Bóg odsłania się przed człowiekiem w tej opowieści; odsłania przed nami swoją słabość do nas, swoją tęsknotę i swoją miłość, która zachwyca i szokuje. On nie zgadza się na nasze odejście; jest gotowy poślubić nas na nowo, gdy my zerwiemy przymierze.

"Pan rzekł do mnie: «Pokochaj jeszcze raz kobietę, która innego kocha, łamiąc wiarę małżeńską». Tak miłuje Pan synów Izraela, choć się do bogów obcych zwracają". Bóg będzie ścigał swoją Oblubienicę ze swoją miłością, choćby miał ją "wyprowadzić na pustynię i mówić jej do serca", dopóki Ona nie zrozumie, że tylko w Nim jej życie będzie spełnione.

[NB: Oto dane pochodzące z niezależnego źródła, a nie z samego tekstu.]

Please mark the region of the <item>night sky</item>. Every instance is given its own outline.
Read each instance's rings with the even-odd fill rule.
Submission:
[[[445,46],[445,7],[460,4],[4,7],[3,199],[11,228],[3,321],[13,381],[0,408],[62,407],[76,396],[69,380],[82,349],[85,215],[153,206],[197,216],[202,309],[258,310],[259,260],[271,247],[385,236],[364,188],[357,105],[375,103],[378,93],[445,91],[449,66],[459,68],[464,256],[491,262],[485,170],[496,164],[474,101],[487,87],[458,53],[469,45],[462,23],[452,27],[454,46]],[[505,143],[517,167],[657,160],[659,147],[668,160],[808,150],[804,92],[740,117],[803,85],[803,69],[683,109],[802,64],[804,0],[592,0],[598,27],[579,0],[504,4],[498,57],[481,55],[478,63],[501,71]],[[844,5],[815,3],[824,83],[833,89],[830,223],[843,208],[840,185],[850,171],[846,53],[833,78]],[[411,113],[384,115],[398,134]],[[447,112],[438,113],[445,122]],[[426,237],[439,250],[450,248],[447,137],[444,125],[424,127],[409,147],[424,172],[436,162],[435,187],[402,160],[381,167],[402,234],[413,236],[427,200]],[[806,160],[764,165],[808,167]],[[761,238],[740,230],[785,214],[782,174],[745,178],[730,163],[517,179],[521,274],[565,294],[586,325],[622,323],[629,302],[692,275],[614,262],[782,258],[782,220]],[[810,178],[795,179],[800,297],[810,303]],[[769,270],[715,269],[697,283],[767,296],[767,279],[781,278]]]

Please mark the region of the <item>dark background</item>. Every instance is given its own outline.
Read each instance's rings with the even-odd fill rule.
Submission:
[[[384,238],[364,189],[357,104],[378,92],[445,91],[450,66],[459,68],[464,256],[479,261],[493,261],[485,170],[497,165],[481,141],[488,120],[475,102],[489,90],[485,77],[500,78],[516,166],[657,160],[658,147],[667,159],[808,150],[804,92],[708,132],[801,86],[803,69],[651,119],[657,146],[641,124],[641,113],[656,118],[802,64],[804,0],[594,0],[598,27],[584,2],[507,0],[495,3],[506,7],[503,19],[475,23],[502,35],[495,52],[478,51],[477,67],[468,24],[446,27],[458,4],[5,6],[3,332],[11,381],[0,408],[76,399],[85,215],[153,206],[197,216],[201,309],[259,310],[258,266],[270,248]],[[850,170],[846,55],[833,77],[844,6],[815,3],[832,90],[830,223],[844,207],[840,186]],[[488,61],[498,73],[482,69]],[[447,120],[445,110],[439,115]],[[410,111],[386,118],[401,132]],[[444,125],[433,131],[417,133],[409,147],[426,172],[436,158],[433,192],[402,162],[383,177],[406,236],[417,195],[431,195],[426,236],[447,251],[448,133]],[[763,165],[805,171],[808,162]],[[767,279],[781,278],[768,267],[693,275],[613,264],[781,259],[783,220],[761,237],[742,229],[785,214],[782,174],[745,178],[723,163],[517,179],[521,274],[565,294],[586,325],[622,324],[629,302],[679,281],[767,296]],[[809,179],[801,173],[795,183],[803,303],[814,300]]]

"Daj mi pić" - prosi nieśmiało Jezus Samarytankę, a potem wchodzi z nią w dialog, w relację, która przynosi wyzwolenie. Zakochany Bóg dosiada się przy studni do zmęczonej, rozczarowanej życiem kobiety, która nie znalazła szczęścia i wolności w tym, co oferował jej "wyzwolony" świat. Tylko w relacji z zakochanym Bogiem człowiek jest naprawdę wolny. "Każdy, kto pije tę wodę, znów będzie pragnął. Kto zaś będzie pił wodę, którą Ja mu dam, nie będzie pragnął na wieki" - mówi Jezus. - "Daj mi tej wody, żebym nie pragnęła więcej" - woła ta, która w ramionach sześciu kolejnych mężczyzn nie potrafiła odnaleźć zaspokojenia. "Ja jestem" - odpowiada Jezus. To wystarczy.

"Zakochany w człowieku Bóg dał nam wszystkie uczucia, jakie znamy w miłości do człowieka - pisał ks. Jan Twardowski. - Tęsknotę, opuszczenie, rozpacz, osamotnienie, radość z obecności".

"Oto Ja stwarzam nowe niebiosa i nową ziemię; nie będzie się wspominać dawniejszych dziejów ani na myśl one nie przyjdą. Przeciwnie, będzie radość i wesele na zawsze z tego, co Ja stworzę; bo oto Ja uczynię z Jerozolimy wesele i z jej ludu - radość". "Pan Zastępów przygotuje dla wszystkich ludów na tej górze ucztę z tłustego mięsa, ucztę z wybornych win, z najpożywniejszego mięsa, z najwyborniejszych win. Zedrze on na tej górze zasłonę, zapuszczoną na twarz wszystkich ludów...". Czy to nie brzmi jak zapowiedź uczty weselnej?

"Czy pomyśleliście kiedyś: «Bóg o mnie marzy? - pyta papież Franciszek w jednej ze swoich homilii. - Bóg myśli o mnie! Jestem w umyśle i sercu Pana, a On jest w stanie przemienić moje życie!». A czyni wiele projektów: «Zbudujemy domy, zasadzimy winnice, będziemy jedli razem...». Takie marzenia może mieć tylko ktoś zakochany. I Pan daje się poznać jako ktoś zakochany w swoim ludzie".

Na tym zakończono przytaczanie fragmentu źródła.